Viele Unternehmen stehen vor der Herausforderung: Die geburtenstarken Jahrgänge gehen in Rente – und mit ihnen Jahrzehnte an Fachwissen und praktischer Erfahrung im Betrieb. Der Druck, eine Nachfolge für eine freiwerdende Position zu finden, ist groß. Gerade wenn es um die Neubesetzung einer Schlüsselposition wie einer Führungsstelle geht, müssen dringend Lösungen her. Oft fehlt dann die Zeit für einen gründlichen Wissenstransfer von älteren und erfahrenen Beschäftigten auf ihre jüngeren Nachfolgerinnen und Nachfolger. Wichtiges betriebsspezifisches Know-how fällt „unter den Tisch“. Die hinterlassenen Wissenslücken beeinträchtigen später die Prozessqualität.
Zeit gewinnen für den Wissenstransfer
Das ams Osram-Werk in Schwabmünchen zeigt, wie es besser geht. Dort wurde eine Lösung für den Führungswechsel entwickelt, die Zeit für den Erfahrungsaustausch zwischen bisheriger und neuer Führungskraft lässt. Tatkräftige fachliche Unterstützung der neuen Führungskraft bei Bedarf ist dabei eingeschlossen. Insgesamt: ein gutes Beispiel für ein gelingendes und sozial sensibles Wissensmanagement.
Wissenstransfer als Schlüssel zur Prozesssicherheit
Bei ams Osram arbeiten rund 280 Beschäftigte. Hergestellt werden dort hochspezialisierte Vorerzeugnisse für LEDs und Leuchtmittel – zum Beispiel für Taschenlampen in Handys oder Scheinwerfer in Autos. Die Fertigung erfolgt flexibel und hoch digitalisiert, Stichwort „Smart Manufacturing“. Null Fehler bei immer komplexer werdenden Produkten stellen hohe Anforderungen an die Präzision und Prozessstabilität. Das Unternehmen setzt dabei auf gut geschulte Beschäftigte in altersgemischten Teams sowie auf leistungsfähige Organisations- und Führungsstrukturen. Dazu gehört ein gelingender Wissenstransfer bei Führungswechseln. Er ist von hoher Bedeutung für Kontinuität und Stabilität der Produktionsabläufe.

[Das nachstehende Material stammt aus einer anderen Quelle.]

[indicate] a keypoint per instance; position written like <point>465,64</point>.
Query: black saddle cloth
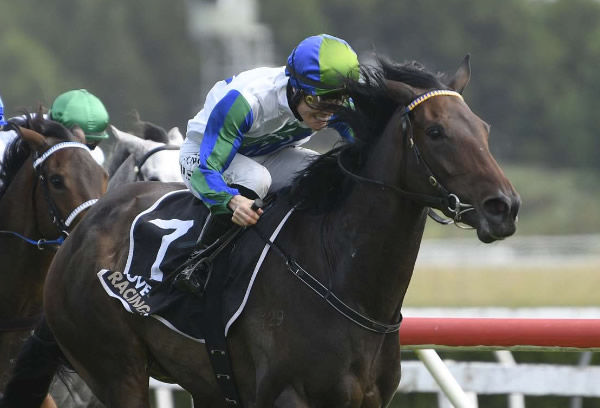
<point>161,240</point>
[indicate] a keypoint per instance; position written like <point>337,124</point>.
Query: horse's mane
<point>322,185</point>
<point>18,150</point>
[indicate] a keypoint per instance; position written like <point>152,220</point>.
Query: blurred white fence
<point>469,379</point>
<point>527,250</point>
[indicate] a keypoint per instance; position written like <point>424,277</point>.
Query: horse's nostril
<point>496,207</point>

Ausgangslage – Wissensverlust beim Führungswechsel
Der Werkleiter, Herr Hild, berichtet, dass die Nachfolge beim Führungspersonal über einen langen Zeitraum konventionell verlief: Eine neue Führungskraft trat erst dann die Stelle an, als die bisherige in den Ruhestand wechselte. Bei den Übergaben konnte das Erfahrungswissen der ausscheidenden Person nur unzureichend abgerufen werden. Wichtige Fragen der Ablaufgestaltung, mögliche Störquellen und Lösungsmaßnahmen blieben ungeklärt: Sie warfen erst dann Probleme auf, als der alte Stelleninhaber bereits in Rente war. Für den Betrieb konnte dies zur Folge haben, dass man „komplett neu strukturiert hat“, betont Herr Hild. Das wollte man so nicht mehr hinnehmen. Also entwickelte man im Werk eine neue, klügere Lösung. Sie eröffnet große zeitliche Spielräume für sorgfältigen und systematischen Wissenstransfer. Und sie gibt dem jüngeren Nachfolger wie auch dem älteren Vorgänger gute berufliche Perspektiven.

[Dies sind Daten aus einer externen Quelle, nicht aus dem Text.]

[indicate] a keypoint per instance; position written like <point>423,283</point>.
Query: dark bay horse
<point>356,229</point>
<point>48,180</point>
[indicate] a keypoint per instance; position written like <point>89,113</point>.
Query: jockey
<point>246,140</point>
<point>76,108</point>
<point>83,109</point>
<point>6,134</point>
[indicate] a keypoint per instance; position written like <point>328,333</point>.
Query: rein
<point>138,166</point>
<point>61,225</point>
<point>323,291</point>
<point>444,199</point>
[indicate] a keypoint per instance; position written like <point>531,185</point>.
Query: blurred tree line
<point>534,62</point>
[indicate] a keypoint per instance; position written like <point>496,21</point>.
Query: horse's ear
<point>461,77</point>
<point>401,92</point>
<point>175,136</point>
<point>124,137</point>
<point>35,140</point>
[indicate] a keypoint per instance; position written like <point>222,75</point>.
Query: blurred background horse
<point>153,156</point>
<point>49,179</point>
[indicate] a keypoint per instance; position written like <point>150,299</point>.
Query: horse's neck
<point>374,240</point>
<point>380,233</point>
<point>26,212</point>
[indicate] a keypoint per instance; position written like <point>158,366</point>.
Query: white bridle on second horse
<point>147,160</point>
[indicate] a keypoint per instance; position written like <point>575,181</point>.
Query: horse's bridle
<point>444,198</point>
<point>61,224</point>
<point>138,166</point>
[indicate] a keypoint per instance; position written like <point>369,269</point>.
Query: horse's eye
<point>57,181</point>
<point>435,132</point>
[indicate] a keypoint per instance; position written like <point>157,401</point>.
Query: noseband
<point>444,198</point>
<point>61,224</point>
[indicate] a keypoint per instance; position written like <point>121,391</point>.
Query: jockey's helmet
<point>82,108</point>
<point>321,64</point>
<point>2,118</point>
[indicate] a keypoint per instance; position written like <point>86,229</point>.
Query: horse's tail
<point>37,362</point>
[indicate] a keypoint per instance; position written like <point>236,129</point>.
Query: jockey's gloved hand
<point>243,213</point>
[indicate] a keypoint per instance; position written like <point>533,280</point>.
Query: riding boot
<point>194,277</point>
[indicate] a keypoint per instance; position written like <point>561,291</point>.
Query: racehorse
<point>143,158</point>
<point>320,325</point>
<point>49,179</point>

Räume für den Wissenstransfer: Führungswechsel in der Fertigung
In der Mechanischen Fertigung stand die Nachfolge auf der Meisterposition an. Dieser Job beinhaltet die Leitung eines Schichtbetriebs und sei, so Herr Hild, ein „Job mit hohem Druck“. Die neue Lösung bestand aus zwei Komponenten:
- Der Führungswechsel in der Fertigung beinhaltete einen zeitlich ausgedehnten Übergabeprozess. Herr Hild berichtet, dass der ältere Meister – ausgestattet mit langjährigen Berufserfahrungen – seine Aufgaben nicht abrupt, sondern schrittweise an den Neuling übergab.
- Der Wechsel wurde mit einem Stellentausch verbunden: Die jüngere Führungskraft rückte auf die Meisterstelle. Im Gegenzug wechselte der vorherige Stelleninhaber auf die frühere Position seines Nachfolgers in der Instandhaltung: „Er koordinierte“, so Herr Hild, „die technische Störungsbeseitigung – und blieb zugleich Mentor für seinen Nachfolger“.
Der Übergabeprozess mitsamt der Qualifizierungs- und Einarbeitungszeiten für die beiden Personen dauerte, so Herr Hild ein Jahr.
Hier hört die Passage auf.